D’ailleurs, nous décarbonons sur nos sites, mais nous devons aussi réduire nos émissions en amont et en aval de notre chaîne de valeur (notre SCOPE 3) qui représente au final plus de 80% de nos émissions ! C’est d’ailleurs une des demandes de nos clients.
Vous voulez dire que vos clients vous challengent sur ce point ?
Oui tout à fait. Par exemple, dans le cadre de notre engagement SBTI nous avions fixé un objectif de -38 % à 2035 par rapport à 2020. Nous sommes en cours de réévaluation de notre objectif versus une trajectoire plus ambitieuse demandée par nos clients et parties prenantes (scenario 1,5°C). Nous allons augmenter nos efforts. Nous avons également régulièrement des questionnaires sur nos impacts environnementaux de la part de nos clients – et nous questionnons aussi nos fournisseurs. C’est un cercle vertueux, tout le monde s’encourage à faire mieux.
Un mot sur votre parcours personnel pour terminer. Vous semblez avoir de vraies convictions qui vous animent, notamment dans votre cadre professionnel. Est-ce que cela a toujours été le cas ?
Non, je n’ai pas toujours occupé un poste comme celui-ci. À l’origine, j’ai une formation d’ingénieure en génie chimique. J’ai commencé ma carrière sur un site chimique en tant qu’ingénieure des procédés. Par la force des choses, j’ai eu des missions sur l’optimisation des procédés de production avec une partie énergie dans le cadre de l’ISO 50 001 en 2015. À ce moment-là, je me suis rendu compte que je pouvais agir concrètement à mon échelle pour réduire les consommations énergétiques. En parallèle, le sujet émergeait de plus en plus dans les entreprises, et j’ai compris que je pouvais en faire un métier à part entière.

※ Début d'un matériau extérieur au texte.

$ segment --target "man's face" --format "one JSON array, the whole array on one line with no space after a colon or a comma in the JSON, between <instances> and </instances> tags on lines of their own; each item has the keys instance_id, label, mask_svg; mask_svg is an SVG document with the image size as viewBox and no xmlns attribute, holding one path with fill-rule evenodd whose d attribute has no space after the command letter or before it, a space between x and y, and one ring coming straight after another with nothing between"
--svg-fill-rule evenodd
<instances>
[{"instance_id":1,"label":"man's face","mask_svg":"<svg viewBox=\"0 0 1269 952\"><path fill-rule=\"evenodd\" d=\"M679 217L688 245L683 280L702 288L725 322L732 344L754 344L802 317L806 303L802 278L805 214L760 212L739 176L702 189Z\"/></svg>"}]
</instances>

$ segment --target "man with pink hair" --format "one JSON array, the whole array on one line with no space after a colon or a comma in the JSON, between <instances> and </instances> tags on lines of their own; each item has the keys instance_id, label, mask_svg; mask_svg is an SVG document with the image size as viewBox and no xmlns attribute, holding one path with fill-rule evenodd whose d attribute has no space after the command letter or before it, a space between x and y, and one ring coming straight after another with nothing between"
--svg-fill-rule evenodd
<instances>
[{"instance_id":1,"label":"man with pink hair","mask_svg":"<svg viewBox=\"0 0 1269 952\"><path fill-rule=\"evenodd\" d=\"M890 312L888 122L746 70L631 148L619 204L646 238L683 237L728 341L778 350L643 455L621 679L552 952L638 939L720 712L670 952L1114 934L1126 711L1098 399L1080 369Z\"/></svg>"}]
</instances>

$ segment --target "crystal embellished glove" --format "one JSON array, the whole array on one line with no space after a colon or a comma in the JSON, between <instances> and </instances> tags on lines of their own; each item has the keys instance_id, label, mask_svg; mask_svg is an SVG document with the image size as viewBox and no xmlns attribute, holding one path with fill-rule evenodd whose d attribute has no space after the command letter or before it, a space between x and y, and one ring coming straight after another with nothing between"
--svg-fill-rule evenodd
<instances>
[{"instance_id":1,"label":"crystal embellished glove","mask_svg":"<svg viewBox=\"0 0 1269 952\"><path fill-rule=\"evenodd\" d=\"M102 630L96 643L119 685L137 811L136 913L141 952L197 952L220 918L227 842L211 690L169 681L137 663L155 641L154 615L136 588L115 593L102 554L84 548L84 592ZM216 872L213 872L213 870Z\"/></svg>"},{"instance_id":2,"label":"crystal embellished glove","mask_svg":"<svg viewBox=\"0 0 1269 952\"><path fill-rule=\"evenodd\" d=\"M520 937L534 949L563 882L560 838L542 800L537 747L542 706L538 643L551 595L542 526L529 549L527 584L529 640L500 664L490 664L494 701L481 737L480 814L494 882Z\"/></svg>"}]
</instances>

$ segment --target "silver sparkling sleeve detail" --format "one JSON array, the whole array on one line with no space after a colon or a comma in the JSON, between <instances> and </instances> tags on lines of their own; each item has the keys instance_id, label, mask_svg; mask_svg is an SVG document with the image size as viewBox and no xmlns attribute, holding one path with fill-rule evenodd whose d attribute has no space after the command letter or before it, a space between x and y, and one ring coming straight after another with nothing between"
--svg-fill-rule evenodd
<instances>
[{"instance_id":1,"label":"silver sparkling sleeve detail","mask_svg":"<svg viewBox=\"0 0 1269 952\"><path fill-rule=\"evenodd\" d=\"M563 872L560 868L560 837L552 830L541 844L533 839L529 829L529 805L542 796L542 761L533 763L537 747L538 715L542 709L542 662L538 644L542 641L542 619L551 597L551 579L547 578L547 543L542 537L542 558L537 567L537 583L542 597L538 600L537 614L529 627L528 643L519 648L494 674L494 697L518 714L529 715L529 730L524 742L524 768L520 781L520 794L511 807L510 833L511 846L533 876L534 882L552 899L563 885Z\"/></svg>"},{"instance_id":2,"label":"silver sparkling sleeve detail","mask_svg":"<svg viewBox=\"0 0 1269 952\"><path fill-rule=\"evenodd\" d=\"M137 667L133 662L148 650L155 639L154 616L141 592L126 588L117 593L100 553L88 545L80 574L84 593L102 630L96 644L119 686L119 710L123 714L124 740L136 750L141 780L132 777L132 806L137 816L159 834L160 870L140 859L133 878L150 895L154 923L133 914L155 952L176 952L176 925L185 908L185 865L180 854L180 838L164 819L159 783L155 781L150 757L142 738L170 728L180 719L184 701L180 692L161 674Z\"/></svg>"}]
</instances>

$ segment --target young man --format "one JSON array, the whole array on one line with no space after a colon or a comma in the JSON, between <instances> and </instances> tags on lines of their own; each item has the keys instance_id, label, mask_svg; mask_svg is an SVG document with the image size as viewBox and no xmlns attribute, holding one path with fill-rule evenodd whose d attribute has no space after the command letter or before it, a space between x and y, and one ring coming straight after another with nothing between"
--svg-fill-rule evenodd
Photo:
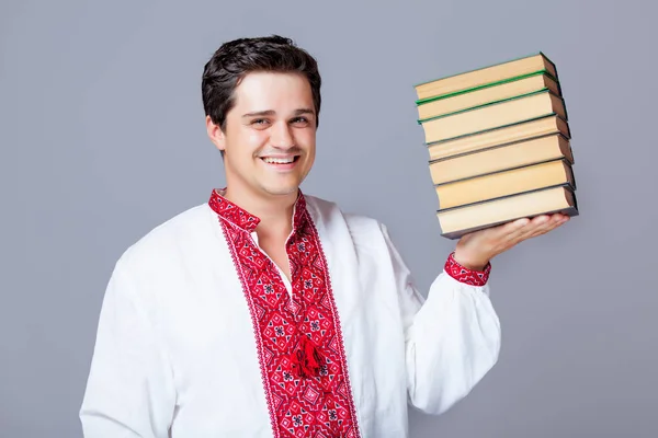
<instances>
[{"instance_id":1,"label":"young man","mask_svg":"<svg viewBox=\"0 0 658 438\"><path fill-rule=\"evenodd\" d=\"M559 215L464 237L427 300L376 220L300 193L320 74L279 36L205 66L225 189L129 247L107 286L80 411L87 438L407 436L497 361L489 261Z\"/></svg>"}]
</instances>

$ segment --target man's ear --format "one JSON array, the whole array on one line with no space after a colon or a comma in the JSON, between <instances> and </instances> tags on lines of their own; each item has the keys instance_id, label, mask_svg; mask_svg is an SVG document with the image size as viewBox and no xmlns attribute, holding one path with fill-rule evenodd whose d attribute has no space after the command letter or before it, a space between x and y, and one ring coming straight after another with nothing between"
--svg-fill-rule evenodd
<instances>
[{"instance_id":1,"label":"man's ear","mask_svg":"<svg viewBox=\"0 0 658 438\"><path fill-rule=\"evenodd\" d=\"M215 125L211 119L211 116L206 116L206 131L215 147L224 152L224 149L226 148L226 136L222 131L222 128L218 125Z\"/></svg>"}]
</instances>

Comment votre engagement se traduit-il au quotidien ?
Je suis en charge de structurer la démarche environnementale et énergétique au niveau du groupe. Je porte tout ce que l’on vient d’évoquer : créer des outils de suivi, standardiser, mettre en lumière des besoins, créer des réseaux de bonnes pratiques, porter des projets techniques. On ne s’ennuie pas ! (rires).
Pour aligner ma vie professionnelle avec mes convictions personnelles, j’ai intégré Bonduelle et rejoins un groupe qui œuvre pour la transition alimentaire, qui est un puissant levier ! Ces perspectives de transformation majeures donnent beaucoup de sens à mon activité professionnelle.